Riferimenti ad altre pellicole e spunti didattici
Il film di Richardson, oltre a riflettere sul rapporto tra adolescenti indocili e istituzione repressive,
può essere inserito in una rassegna che presenti pellicole simili per temi e contigue per conflittualità
rappresentate.

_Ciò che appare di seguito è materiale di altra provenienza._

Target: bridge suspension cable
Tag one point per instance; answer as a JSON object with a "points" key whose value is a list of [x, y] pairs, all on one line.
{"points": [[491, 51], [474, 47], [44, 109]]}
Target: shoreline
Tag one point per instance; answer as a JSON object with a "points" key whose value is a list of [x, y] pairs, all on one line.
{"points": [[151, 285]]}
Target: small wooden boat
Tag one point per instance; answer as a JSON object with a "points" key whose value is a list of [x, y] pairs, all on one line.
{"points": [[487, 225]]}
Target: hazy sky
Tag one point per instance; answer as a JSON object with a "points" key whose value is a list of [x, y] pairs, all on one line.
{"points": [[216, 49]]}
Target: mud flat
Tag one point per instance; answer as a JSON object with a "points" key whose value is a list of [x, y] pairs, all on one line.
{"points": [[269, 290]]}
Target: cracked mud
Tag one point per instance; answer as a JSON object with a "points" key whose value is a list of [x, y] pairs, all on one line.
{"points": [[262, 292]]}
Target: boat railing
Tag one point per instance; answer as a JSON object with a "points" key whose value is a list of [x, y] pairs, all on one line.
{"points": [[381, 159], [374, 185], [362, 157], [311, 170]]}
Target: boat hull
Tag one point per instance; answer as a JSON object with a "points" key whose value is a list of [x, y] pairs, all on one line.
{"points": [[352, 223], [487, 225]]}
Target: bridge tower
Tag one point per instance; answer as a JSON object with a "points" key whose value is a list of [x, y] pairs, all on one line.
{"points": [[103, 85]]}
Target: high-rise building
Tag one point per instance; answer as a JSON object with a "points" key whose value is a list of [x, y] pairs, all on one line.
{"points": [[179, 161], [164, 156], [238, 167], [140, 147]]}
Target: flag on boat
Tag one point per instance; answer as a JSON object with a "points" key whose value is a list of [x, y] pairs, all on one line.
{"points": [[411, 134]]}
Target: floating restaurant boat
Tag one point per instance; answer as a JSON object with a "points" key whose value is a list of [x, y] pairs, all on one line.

A questo proposito si possono citare lavori che per autorevolezza degli autori, per
risultati artistici e per varietà degli esempi proposti, rappresentano un utile compendio sulla
trattazione in oggetto: Mery per sempre (Marco Risi, Italia, 1989), celebre storia del rapporto
conflittuale fra un insegnante e i suoi difficili allievi in un carcere minorile di Palermo; il capolavoro
Sciuscià (Vittorio De Sica, Italia, 1946), nel quale il riformatorio in cui sono stati reclusi i due piccoli
protagonisti è teatro di una lotta quotidiana in cui sono messi a repentaglio valori quali la dignità e
l’amicizia stessa; l’indimenticabile I quattrocento colpi (Les quatrecents coups, François Truffaut,
Francia, 1959), manifesto della Nouvelle vague che racconta le sfortunate vicende del povero Antoine
Doinel fino alla fuga dal riformatorio verso il mare mai visto in precedenza, metafora di una libertà
che è prima di tutto recupero di mancanze originarie; il crudo I figli della violenza (Los olvidados,
Luis Buñuel, Messico, 1950), ritratto della gioventù umiliata e ferita di Città del Messico, che nel suo
sviluppo si trasforma in una metafisica della disfatta predestinata.